What Mike Did This Summer
While he has moved on to greater challenges, Mike Schmidt left OASIS with the formidable legacy of his final project with another group. Job-napped by Rich Beckman of the School of Journalism, he was taken to Chile for the summer and came back with this unbelievable "what I did on summer vacation" report. Be sure to click on all the stories and narratives within this site. It is one of the most beautifully crafted and educational sites I've seen in a long time. Enjoy!
multimediaCHILOE For the record… I never thought I’d be able to go. But there I was…. watching the sun rise over the Andes, high above our plane, drinking my last cup of real coffee (they all drink instant down there), and I knew I wasn’t dreaming. Rich Beckman gets to do this every summer, but he’s a multimedia professor, professional wildlife photographer, and the School of Journalism and Mass Communication Visual Communications Department Head. It’s brilliant really. Gather up the best students from the Photography, Design, and Multimedia tracts in the VisCom Department throw in a few hundred pounds of pro digital photography equipment, digital video gear, pro audio recording equipment, a batallion of Apple laptops, and a bunch of power adapters. Combine equally awesome students and faculty from a partner international journalism school. Then, unleash all on an interesting location to create a high-end multimedia journalism documentary website. Previous projects have taken on Patagonia in Chile and South Africa 10 years after the dissolution of apartheid, among others. This year Rich, UNC Photography Professor Pat Davidson, and José “Paco” Francisco Zegers (professor of Journalism at the University of the Andes in Santiago, Chile) set their sights on Chiloé Island off the coast of Chile. Where do I come in? For me, it was professional development. I manage the Beasley Multimedia Center in the basement of Graham Memorial (stop by sometime, there’s a nice coffee shop upstairs). This was a great chance for me to learn more about what I do in the multimedia lab. Working with students and faculty, digital audio, video and photo gear, multimedia applications and computers, plus all the odds and ends of multimedia… is my thing.
You wouldn’t believe how much work goes into one of these projects. For me, the project started 6 weeks before liftoff. The Design and Programming team (which I was part of) got busy working on mock ups, testing animations, researching topics, and discussing big design and structure issues for the site early on. By the time we left Chapel Hill, we had a pretty good idea of how users were going to navigate through the site, as well as the rough workings of three separate info graphics modules that would be integrated into the site along with the photo/audio/video stories. Now, we knew about the 10 hour flight… but the length of the bus ride from Santiago to Chiloé Island wasn’t so clear from the beginning and ended up being 17 hours long! Which was the perfect opportunity for to meet and greet our new Chilean amigos. So after what seemed like days and days of traveling, the Chiloean leg of the project began. I sat with our faculty members for a long morning discussing all of the possible story assignments and that afternoon we held audio and video production seminars for the students. The photographers worked with Pat as well as Phaedra Singelis, photo editor at the Washington Post online and a volunteer coach on the project.

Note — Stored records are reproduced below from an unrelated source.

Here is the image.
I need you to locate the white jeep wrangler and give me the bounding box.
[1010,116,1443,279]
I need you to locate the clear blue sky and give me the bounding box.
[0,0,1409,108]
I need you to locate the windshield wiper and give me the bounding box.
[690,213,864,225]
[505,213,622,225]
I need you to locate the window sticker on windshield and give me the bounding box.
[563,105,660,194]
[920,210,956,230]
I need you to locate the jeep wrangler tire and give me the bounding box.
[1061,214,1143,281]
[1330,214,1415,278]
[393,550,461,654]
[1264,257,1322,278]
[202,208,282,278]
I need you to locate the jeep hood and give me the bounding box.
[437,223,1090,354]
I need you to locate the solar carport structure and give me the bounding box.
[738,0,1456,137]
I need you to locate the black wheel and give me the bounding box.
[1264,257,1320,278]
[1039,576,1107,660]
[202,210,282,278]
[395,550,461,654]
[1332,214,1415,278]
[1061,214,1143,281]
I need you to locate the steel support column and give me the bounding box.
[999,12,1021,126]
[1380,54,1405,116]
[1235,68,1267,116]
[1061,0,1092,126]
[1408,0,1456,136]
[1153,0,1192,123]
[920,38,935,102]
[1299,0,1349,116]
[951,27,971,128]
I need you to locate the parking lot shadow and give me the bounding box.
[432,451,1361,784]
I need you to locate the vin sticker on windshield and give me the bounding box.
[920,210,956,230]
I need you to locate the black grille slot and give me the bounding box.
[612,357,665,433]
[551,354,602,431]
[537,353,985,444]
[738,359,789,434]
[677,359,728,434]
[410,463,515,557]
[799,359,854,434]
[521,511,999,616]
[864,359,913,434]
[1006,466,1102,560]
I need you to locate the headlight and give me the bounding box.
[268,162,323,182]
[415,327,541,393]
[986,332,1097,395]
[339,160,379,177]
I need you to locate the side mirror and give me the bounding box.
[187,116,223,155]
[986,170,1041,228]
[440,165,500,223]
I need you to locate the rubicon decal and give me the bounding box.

We built teams of students to work on each story. Each American photographer was paired up with a Chilean Audio Reporter (which solved the language problems nicely) and we had three Video teams of Chileans paired with an experienced Video Coach from the US. Once settled in, we sent them off to begin their stories while the programming and design team set up shop in the hotels breakfast room.
The pace of life was different than my usual day to day… we were served breakfast in the hotel at 9:30am and by 10:30 we’d have the dishes cleared and start setting up the laptops. By 11am we had the local wireless network setup (not to the internet, just for sharing files between machines) and we’d be off working on the design and programming projects for the day. Around 3 we’d start talking about lunch, which was invariably a 2 hour commitment (not much fast food in this off-the-beaten-path town). By 5 we were back at work in the breakfast room. Around sunset the photographers and video teams would start returning from their field assignments. The design team kept at it until 9 or 10 when we’d head out for dinner. Then, once fed, we’d squeeze in a few more hours back at the laptops, often followed by an end of the day cerveza with the Chileans. Finally, off to bed to do it all again the next day. Two weeks of this and we got back on the bus to return to Santigo for Post-Production. Here we set up shop at the Journalism department in the University of the Andes and moved into our host familes homes. One of the UNC students and I lived with a wonderful family, the Rioja’s, who fed and took care of us during our stay. We spent the days editing all of the video, photos and audio we captured in Chiloé, as well as continuing to further develop and implement our ideas for the web site. It was really an immense amount of work, and everybody chipped in to get it all done. Chileans with good English skills were recruited for all the Translation work, and the UAndes Faculty kicked in to proof read the mountain of content we’d produced. Four weeks after we set foot in Chile, we were ready to present the project
to the world at a special international journalism seminar held at the
University of the Andes. As we sat in the dark, half asleep from the long
nights work, Rich explained the project to the audience and presented the
photo and video pieces we’d created. Finally we were actually done.
We had worked ourselves to the bone, learned about a different culture,
and made some wonderful new friends.